In policymaking, welfare data is often combined with other metrics, including educational, economic, and environmental data. Perhaps the most famous example is that of Bhutan. Gross National Happiness Index. It includes a measure of subjective well-being along with nearly three dozen other metrics, such as income, educational attainment, and life expectancy, to gauge that country’s national progress. The Bhutanese government evaluates new policies through the lens of this index and may reject policies that are expected to have a negative effect on it.

Well-being metrics are not limited to Bhutan, but have spread to France and the United Kingdom. Although the US federal government has lagged behind in using this approach, municipal governments in Santa MonicaCalifornia, and SomervilleMass., have attempted to measure happiness.

Measuring wellness can help the US and other countries move toward health equity. A report october 2021 by the National Commission to Transform Public Health Data Systems, sponsored by the Robert Wood Johnson Foundation, recommends taking a broader view of health as an approach to centering equity. The report argues that measuring well-being, or positive health, is necessary to reframe “deficits to strengths and oppressive to restorative” narratives as a way to overcome health inequity. This is particularly important in light of the devastating impact of Covid-19 on communities that have been historically and intentionally excluded locally, nationally, and globally.

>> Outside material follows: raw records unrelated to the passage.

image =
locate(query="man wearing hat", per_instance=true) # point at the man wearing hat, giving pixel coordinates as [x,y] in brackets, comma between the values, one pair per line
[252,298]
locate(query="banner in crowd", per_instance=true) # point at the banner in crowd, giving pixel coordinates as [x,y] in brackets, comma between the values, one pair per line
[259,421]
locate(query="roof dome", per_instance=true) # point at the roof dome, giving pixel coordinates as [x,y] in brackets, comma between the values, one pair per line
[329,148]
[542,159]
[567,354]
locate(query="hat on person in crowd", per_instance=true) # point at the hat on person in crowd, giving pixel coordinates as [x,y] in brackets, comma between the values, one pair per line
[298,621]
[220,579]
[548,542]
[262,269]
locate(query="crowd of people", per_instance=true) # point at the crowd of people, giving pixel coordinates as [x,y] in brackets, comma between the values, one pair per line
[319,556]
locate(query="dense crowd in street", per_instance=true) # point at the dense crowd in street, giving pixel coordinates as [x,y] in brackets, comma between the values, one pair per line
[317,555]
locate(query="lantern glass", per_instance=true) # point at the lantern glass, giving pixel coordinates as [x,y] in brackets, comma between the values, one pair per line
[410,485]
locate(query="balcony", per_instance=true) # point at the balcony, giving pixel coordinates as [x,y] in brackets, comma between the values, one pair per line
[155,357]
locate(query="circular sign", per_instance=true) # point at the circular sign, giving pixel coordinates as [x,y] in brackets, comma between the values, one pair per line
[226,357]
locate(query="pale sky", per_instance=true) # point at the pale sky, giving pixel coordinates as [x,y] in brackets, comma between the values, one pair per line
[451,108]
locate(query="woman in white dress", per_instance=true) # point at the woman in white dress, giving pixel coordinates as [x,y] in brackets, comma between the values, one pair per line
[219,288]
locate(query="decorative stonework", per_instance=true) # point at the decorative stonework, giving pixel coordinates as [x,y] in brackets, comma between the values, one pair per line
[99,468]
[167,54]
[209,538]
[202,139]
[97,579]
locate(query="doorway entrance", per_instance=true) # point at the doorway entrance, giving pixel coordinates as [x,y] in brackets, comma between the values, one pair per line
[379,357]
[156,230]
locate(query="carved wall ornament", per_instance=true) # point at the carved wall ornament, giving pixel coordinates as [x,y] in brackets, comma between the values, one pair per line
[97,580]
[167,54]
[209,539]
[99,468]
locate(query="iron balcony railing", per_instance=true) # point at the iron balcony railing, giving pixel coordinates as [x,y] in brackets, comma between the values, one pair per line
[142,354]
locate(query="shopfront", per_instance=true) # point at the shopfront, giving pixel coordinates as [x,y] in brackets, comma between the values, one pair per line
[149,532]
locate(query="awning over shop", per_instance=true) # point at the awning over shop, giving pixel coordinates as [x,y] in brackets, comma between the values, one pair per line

Future decisions about introducing lockdowns or implementing remote work or learning should consider the risks to everything dimensions of health—physical, social, and mental—not just physical health. Decision makers must take into account the rise in depression and anxiety and other mental health issues, drug overdoses, social loss, and the like. A measure of welfare, combined with data from other sectors, provides the best estimate of the overall effects of new policies.

Getting there requires expanding the concept of health beyond illness and disease, to ensure that decisions positively affect what really matters: wellness in all its dimensions.

Eric Coles is the Tribal Public Health Officer for the Tule River Indian Tribe of California and Chairman of the DrPH Coalition. K. “Vish” Viswanath is a professor of health communication at the Harvard TH Chan School of Public Health.